Digital Reference DRC100 Drum mic
Digital Reference DRC100 Drum mic
Digital Reference DRC100
Monday, June 21, 2021
The Digital Reference DRC100 drum overhead mic is a small electret condenser with an unusual circuit. It’s basically a 3-wire electret capsule with built-in FET wired as a “Linkwitz” source follower. The body is solid and well finished. The circuit board is well laid out and constructed. The mic is not very sensitive, as expected for a drum mic to avoid overloading the mic preamp. No audible hiss or hum. It does the job and looks like it will last. It’s 48V phantom powered.
The main precaution with the circuit is the high 6.8K output impedance which means long mic cables will cause high frequency loss. The output is single ended and semi-impedance balanced, so hum pickup in short cables shouldn’t be a problem, but these aren’t the mics of choice for long snakes to a house mixing console. OTOH, they come as part of a 7-mic drum kit that sells for $199.99, so you probably won’t see them at a big stadium anyway.
So, generalities aside, what’s inside these heavy little lipsticks anyway?
Here’s photos and a sketch of the circuit.
The board has no amplification, only parts to adapt a capsule designed to run from a 3V battery to run from 48V phantom power.
The 3 wires from the capsule are ground and source and drain from the FET. The FET is used as a source follower with no voltage gain and output impedance approximately equal to the 6.8K load resistor, R3. ZD2 protects the source from power on / off surges. Electrolytic capacitors E1 & E2 couple the signal to pin 2 of the XLR connector.
The drain is connected to 2.6V DC supplied from pin 2 via CR1, a constant current reference of about 1 mA, regulated by 2.6V zener ZD1, and filtered by R4, C1, & E3.

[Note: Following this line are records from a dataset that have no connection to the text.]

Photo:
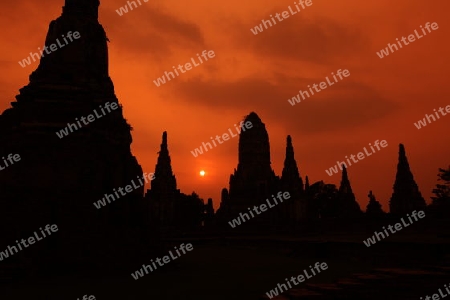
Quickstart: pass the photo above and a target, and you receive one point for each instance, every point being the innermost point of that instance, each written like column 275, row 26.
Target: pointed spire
column 164, row 177
column 406, row 196
column 348, row 206
column 373, row 208
column 345, row 186
column 290, row 175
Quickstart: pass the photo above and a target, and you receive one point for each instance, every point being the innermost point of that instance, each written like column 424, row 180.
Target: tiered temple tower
column 254, row 179
column 58, row 179
column 347, row 204
column 295, row 209
column 163, row 193
column 406, row 196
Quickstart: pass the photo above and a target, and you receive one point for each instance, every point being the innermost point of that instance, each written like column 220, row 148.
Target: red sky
column 381, row 99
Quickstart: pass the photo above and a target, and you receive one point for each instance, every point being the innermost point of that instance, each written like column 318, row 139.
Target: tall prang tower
column 406, row 196
column 163, row 194
column 254, row 179
column 59, row 178
column 291, row 181
column 347, row 206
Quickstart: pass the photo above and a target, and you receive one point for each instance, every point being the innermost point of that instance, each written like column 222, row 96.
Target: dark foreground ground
column 246, row 268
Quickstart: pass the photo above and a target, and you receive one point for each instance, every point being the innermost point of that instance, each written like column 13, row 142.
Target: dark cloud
column 149, row 30
column 300, row 38
column 341, row 106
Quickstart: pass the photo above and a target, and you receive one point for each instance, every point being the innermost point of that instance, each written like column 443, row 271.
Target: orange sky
column 381, row 99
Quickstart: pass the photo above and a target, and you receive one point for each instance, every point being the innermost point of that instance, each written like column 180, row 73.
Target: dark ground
column 408, row 265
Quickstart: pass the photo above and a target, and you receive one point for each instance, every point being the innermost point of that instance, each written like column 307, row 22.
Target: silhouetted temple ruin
column 347, row 204
column 406, row 196
column 169, row 208
column 59, row 178
column 373, row 209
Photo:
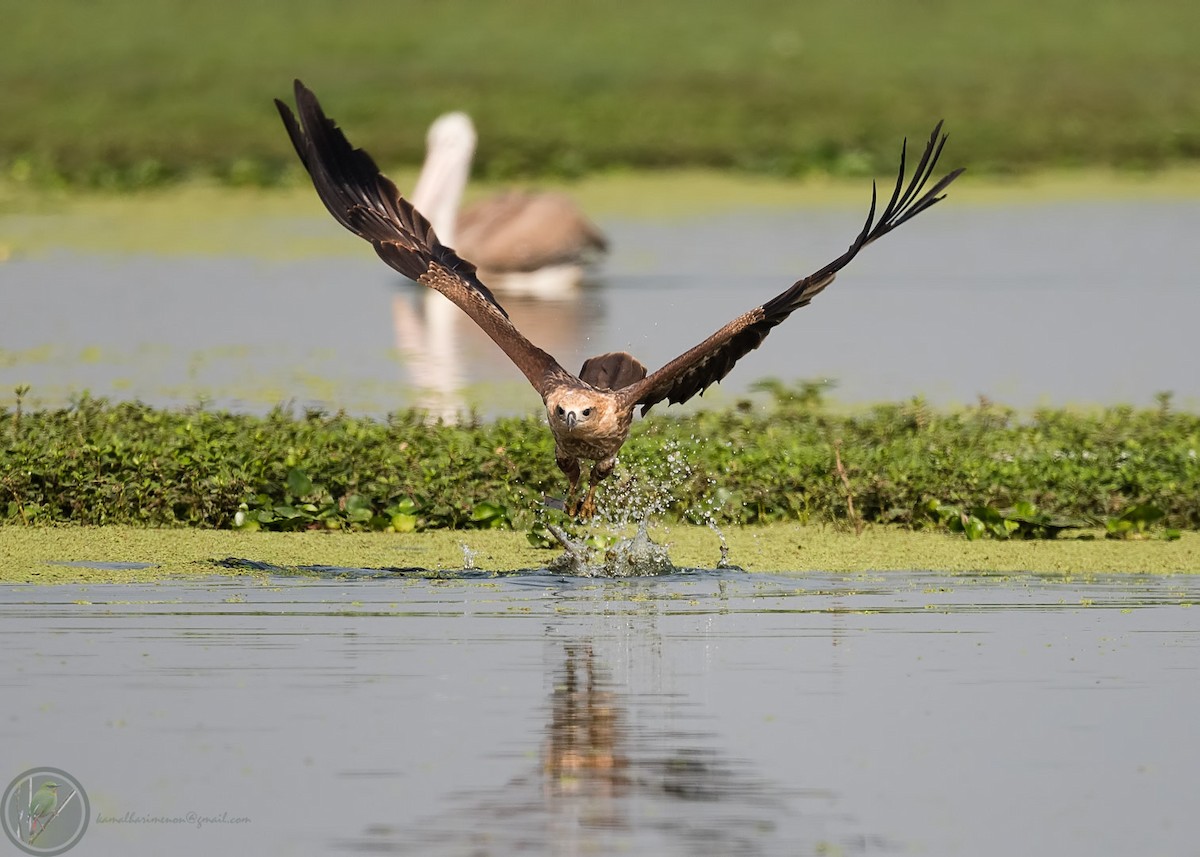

R1 and E4 provide a ground reference and some impedance balance to pin 3 of the XLR. So the circuit is simple though it uses a fair number of parts. Not bad for the price.
The capsule is cardioid, with pretty good rear rejection. It sounds normal, which is good. I haven’t actually used the mics on drums, since I bought them primarily as body donors. :-) I have no doubt you could make a fine recording of a drum set with these, given a talented drummer to work with.